Une question de plus en plus pressante
Avec le réchauffement climatique, les canicules ne sont plus des exceptions - elles deviennent la norme. À Genève, les étés s’allongent et s’intensifient, et la question du confort thermique estival se pose désormais pour un nombre croissant de propriétaires et de locataires (ou d’entreprises).
Pourtant, Genève est l’un des cantons suisses les plus exigeants sur le sujet, avec des attentes techniques qu’il est indispensable de comprendre avant d’acheter un appareil ou de demander un devis.
À noter : les prescriptions cantonales en matière de climatisation peuvent évoluer en fonction des orientations politiques et des nouvelles lois. Les informations présentées dans cet article reflètent la réglementation en vigueur au moment de sa rédaction. En cas de doute, consultez directement l’OCEN - ou faites-vous accompagner par l’un de nos experts.
Avant tout : climatiser ne signifie pas forcément installer une climatisation
C’est le point de départ que beaucoup oublient. L’objectif est d’assurer le confort thermique estival - pas nécessairement d’installer un climatiseur classique (type T1, généralement pompe à chaleur air/air)
Il existe en réalité plusieurs niveaux de réponse à la chaleur, du plus simple au plus puissant :
Les mesures passives — à mettre en place en priorité :
- Stores et protections solaires extérieures
- Ventilation nocturne naturelle ou mécanique
- Isolation thermique renforcée et inertie du bâtiment
- Vitrage performant et orientation du bâtiment
Les systèmes de rafraîchissement (sans compression) - une alternative entre le passif et la climatisation :
- Géocooling (échange thermique avec le sol)
- Free-cooling via centrale de traitement d’air
- Plafonds ou planchers rafraîchissants alimentés par une source froide naturelle
La climatisation de confort (avec compression ou sorption) - le dernier recours selon la loi genevoise :
- Split mural (unité intérieure + unité extérieure)

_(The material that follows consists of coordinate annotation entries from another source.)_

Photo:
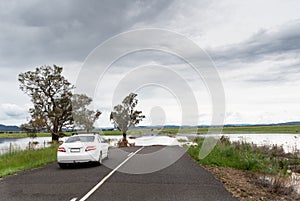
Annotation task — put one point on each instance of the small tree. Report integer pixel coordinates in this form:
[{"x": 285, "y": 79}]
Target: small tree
[
  {"x": 124, "y": 116},
  {"x": 84, "y": 117}
]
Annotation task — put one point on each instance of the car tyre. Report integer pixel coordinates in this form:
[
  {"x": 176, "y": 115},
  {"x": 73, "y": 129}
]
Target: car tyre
[
  {"x": 100, "y": 159},
  {"x": 63, "y": 165}
]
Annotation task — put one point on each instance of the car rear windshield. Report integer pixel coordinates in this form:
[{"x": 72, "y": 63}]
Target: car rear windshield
[{"x": 80, "y": 139}]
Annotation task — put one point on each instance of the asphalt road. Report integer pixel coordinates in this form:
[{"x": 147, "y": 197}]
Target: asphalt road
[{"x": 136, "y": 173}]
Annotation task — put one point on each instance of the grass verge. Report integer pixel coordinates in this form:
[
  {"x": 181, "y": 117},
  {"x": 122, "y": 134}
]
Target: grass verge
[
  {"x": 245, "y": 156},
  {"x": 11, "y": 163}
]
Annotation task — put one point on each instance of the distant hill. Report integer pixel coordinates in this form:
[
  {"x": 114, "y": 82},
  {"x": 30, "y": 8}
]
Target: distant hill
[{"x": 9, "y": 128}]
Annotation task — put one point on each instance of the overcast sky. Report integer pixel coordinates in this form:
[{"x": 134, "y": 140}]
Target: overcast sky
[{"x": 255, "y": 46}]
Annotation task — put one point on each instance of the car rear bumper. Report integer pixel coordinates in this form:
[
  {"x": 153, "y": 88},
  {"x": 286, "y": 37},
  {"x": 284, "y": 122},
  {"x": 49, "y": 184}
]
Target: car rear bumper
[{"x": 78, "y": 158}]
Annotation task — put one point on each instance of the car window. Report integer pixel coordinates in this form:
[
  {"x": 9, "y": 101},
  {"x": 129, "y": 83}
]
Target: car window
[{"x": 80, "y": 139}]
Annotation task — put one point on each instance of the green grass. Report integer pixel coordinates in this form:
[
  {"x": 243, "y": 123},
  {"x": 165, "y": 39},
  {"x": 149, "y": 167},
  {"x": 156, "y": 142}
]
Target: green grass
[
  {"x": 200, "y": 130},
  {"x": 245, "y": 156},
  {"x": 239, "y": 129},
  {"x": 17, "y": 161},
  {"x": 22, "y": 135}
]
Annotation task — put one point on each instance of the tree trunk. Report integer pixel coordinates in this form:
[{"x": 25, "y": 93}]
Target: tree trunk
[
  {"x": 55, "y": 137},
  {"x": 55, "y": 131},
  {"x": 124, "y": 137}
]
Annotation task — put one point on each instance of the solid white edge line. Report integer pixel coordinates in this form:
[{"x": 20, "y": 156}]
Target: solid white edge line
[{"x": 107, "y": 176}]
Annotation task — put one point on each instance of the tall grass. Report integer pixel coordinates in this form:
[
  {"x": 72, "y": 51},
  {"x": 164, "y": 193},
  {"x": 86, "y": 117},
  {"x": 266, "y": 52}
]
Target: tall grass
[
  {"x": 246, "y": 156},
  {"x": 16, "y": 161}
]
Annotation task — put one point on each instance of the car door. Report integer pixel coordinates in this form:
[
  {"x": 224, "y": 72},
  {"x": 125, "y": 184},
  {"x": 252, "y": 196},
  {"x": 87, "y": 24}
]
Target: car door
[{"x": 103, "y": 146}]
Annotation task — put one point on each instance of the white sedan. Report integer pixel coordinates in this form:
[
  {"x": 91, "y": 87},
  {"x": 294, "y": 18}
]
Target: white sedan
[{"x": 82, "y": 148}]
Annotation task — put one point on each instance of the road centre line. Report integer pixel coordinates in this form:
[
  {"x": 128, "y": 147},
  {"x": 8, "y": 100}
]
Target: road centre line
[
  {"x": 109, "y": 175},
  {"x": 130, "y": 154}
]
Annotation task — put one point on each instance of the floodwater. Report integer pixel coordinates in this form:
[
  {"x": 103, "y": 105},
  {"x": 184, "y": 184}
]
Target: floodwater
[
  {"x": 11, "y": 144},
  {"x": 289, "y": 142}
]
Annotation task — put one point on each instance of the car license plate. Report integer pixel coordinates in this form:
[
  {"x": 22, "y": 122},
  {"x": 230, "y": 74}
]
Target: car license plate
[{"x": 75, "y": 150}]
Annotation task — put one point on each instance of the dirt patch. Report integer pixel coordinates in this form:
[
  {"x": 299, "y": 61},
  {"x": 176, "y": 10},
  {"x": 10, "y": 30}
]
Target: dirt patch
[{"x": 248, "y": 186}]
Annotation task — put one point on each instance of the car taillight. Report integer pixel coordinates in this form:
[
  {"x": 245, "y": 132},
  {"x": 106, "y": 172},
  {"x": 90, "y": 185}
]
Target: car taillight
[
  {"x": 61, "y": 149},
  {"x": 90, "y": 148}
]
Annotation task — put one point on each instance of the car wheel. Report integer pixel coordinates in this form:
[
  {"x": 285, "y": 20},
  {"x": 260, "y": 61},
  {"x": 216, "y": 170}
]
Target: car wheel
[
  {"x": 63, "y": 165},
  {"x": 100, "y": 158}
]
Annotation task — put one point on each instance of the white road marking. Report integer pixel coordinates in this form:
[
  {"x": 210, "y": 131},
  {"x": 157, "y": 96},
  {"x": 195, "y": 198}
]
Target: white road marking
[{"x": 107, "y": 176}]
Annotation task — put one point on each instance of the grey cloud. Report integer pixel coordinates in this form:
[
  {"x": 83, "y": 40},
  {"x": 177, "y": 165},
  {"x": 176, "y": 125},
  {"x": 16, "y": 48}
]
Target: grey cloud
[
  {"x": 56, "y": 31},
  {"x": 262, "y": 44}
]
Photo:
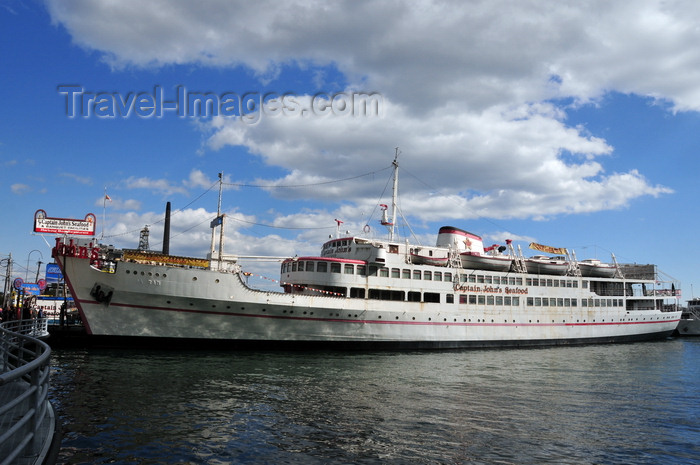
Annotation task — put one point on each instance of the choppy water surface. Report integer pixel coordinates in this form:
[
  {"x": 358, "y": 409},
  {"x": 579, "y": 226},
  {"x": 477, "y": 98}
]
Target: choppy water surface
[{"x": 608, "y": 404}]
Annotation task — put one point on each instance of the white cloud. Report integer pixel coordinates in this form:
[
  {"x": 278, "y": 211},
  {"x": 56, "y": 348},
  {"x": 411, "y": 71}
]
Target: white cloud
[
  {"x": 19, "y": 188},
  {"x": 471, "y": 91},
  {"x": 162, "y": 186}
]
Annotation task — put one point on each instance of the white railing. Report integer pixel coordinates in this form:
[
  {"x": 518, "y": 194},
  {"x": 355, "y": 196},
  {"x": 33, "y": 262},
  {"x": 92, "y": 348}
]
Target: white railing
[{"x": 24, "y": 383}]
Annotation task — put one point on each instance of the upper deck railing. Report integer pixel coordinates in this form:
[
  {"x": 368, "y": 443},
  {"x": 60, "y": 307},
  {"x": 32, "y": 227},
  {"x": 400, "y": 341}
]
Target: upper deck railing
[{"x": 24, "y": 389}]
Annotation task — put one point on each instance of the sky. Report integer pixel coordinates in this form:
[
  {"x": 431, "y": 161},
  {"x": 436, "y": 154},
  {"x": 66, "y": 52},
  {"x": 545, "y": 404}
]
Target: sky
[{"x": 571, "y": 124}]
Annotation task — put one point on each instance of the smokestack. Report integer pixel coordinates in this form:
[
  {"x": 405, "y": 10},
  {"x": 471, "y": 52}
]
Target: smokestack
[{"x": 166, "y": 230}]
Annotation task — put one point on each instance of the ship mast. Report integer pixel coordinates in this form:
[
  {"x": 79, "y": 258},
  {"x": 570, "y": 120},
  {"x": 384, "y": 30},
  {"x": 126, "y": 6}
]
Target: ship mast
[
  {"x": 218, "y": 221},
  {"x": 394, "y": 195}
]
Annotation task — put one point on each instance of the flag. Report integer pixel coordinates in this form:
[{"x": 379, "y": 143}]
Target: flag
[{"x": 218, "y": 221}]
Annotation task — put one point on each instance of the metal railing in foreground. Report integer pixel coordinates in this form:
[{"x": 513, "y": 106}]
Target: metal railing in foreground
[{"x": 24, "y": 388}]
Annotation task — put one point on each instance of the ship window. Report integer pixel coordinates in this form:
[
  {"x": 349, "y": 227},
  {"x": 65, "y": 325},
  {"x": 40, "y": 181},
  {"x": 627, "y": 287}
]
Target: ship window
[{"x": 357, "y": 292}]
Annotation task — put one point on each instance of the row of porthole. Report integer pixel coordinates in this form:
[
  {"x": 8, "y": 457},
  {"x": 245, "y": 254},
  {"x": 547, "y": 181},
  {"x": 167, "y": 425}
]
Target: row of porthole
[
  {"x": 143, "y": 273},
  {"x": 413, "y": 318}
]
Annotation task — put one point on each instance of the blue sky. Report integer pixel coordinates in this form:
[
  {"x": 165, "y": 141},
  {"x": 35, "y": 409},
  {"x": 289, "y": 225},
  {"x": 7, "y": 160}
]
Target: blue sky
[{"x": 557, "y": 124}]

- Pompe à chaleur réversible air/air, air/eau ou géothermie
- Système centralisé multi-splits
La pompe à chaleur réversible mérite une mention particulière : elle assure le chauffage en hiver et le rafraîchissement en été, ce qui en fait la solution la plus cohérente dans une approche globale du bâtiment. Elle est soumise aux mêmes règles que la climatisation classique à Genève, mais son double usage la rend particulièrement pertinente d’un point de vue énergétique. Et une demande d’autorisation portant sur une PAC réversible aura généralement plus de chances d’être acceptée qu’une installation de climatisation pure.

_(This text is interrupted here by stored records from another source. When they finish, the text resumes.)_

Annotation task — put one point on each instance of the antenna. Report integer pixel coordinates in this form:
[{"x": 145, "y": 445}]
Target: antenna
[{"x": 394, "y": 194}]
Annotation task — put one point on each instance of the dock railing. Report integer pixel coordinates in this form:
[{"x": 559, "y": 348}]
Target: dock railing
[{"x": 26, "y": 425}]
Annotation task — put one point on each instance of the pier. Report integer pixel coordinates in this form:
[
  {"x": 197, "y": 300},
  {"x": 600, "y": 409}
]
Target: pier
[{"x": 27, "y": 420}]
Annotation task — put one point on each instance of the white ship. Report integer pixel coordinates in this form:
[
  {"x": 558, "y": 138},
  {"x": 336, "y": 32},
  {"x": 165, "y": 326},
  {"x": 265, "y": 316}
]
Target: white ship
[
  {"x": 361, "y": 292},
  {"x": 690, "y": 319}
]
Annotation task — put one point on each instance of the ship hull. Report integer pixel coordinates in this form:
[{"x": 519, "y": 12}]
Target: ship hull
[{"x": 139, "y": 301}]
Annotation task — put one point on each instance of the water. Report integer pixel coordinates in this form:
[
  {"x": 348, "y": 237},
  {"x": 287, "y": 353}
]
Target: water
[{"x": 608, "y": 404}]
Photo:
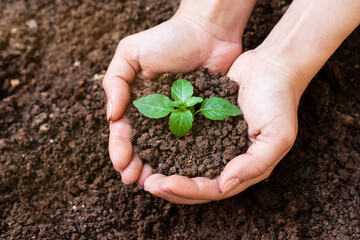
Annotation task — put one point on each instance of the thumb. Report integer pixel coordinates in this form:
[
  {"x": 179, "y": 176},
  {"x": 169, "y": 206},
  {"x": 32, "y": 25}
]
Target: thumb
[
  {"x": 258, "y": 162},
  {"x": 117, "y": 80}
]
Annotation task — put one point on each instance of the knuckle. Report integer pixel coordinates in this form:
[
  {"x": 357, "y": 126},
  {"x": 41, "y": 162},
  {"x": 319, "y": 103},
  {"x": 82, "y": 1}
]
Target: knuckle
[
  {"x": 259, "y": 167},
  {"x": 288, "y": 137}
]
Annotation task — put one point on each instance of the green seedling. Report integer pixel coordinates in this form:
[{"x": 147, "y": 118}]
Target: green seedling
[{"x": 182, "y": 109}]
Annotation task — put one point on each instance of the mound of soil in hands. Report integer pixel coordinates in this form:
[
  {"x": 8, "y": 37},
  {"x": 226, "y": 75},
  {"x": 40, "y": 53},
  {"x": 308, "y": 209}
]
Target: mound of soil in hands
[
  {"x": 57, "y": 181},
  {"x": 209, "y": 145}
]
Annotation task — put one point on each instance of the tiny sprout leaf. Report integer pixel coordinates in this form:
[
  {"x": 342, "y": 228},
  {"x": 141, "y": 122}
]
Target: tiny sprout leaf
[
  {"x": 218, "y": 109},
  {"x": 154, "y": 106},
  {"x": 178, "y": 104},
  {"x": 192, "y": 109},
  {"x": 180, "y": 122},
  {"x": 181, "y": 90},
  {"x": 193, "y": 101}
]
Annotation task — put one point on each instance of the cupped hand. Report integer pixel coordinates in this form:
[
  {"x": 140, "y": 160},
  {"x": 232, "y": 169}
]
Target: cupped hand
[
  {"x": 268, "y": 96},
  {"x": 182, "y": 44}
]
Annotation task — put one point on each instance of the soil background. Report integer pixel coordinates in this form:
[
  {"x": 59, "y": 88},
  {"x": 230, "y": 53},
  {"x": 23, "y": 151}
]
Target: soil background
[{"x": 57, "y": 181}]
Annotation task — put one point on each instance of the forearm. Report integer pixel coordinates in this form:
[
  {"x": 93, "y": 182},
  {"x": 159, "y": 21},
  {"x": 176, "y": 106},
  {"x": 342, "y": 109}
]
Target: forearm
[
  {"x": 227, "y": 16},
  {"x": 309, "y": 33}
]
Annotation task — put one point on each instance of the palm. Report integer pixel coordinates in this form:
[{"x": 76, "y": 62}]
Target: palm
[{"x": 178, "y": 45}]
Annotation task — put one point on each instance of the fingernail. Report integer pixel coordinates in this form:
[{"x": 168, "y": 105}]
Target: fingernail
[
  {"x": 108, "y": 111},
  {"x": 147, "y": 185},
  {"x": 231, "y": 184}
]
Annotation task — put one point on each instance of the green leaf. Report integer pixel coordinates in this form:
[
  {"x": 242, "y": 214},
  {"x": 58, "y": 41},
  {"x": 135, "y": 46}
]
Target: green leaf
[
  {"x": 180, "y": 122},
  {"x": 181, "y": 90},
  {"x": 218, "y": 109},
  {"x": 192, "y": 109},
  {"x": 178, "y": 104},
  {"x": 193, "y": 101},
  {"x": 154, "y": 106}
]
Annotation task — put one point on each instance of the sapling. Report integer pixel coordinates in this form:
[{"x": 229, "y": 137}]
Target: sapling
[{"x": 182, "y": 109}]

Le principe genevois : les mesures passives d’abord
La loi genevoise sur l’énergie (LEn) et son règlement d’application (REn) posent une philosophie claire : la climatisation de confort est le dernier recours, pas le premier réflexe.
Avant toute installation, le propriétaire doit démontrer avoir mis en œuvre toutes les mesures architecturales et techniques permettant d’éviter le recours à la climatisation. Ce n’est que si ces mesures restent insuffisantes qu’une installation peut être autorisée.
De plus, si un bâtiment est déjà équipé d’une installation de climatisation existante, il est obligatoire de s’y raccorder en priorité avant d’envisager une nouvelle installation indépendante.
Quand une autorisation est-elle obligatoire ?
Toute installation de climatisation de confort est soumise à autorisation énergétique délivrée dans le cadre d’une demande d’autorisation de construire auprès de l’Office des autorisations de construire (OAC).
Cela concerne :
- Les installations frigorifiques à compression ou sorption
- Les pompes à chaleur réversibles utilisées pour le confort thermique estival
- Le raccordement à une installation de climatisation existante
Ce qui n’est pas concerné :
- Les climatiseurs mobiles monobloc (une seule unité, sans groupe extérieur fixe)
- Les installations de froid de procédé ou commercial (refroidissement de serveurs, chambres froides, conservation de médicaments ou de denrées alimentaires) - elles font l’objet d’une simple déclaration de conformité, pour autant que toutes les exigences soient respectées
Les conditions d’autorisation
L’autorisation est accordée si les conditions suivantes sont réunies :
1. Le confort estival minimal ne peut pas être assuré autrement
Malgré le respect des normes architecturales et techniques, le confort n’est pas garanti.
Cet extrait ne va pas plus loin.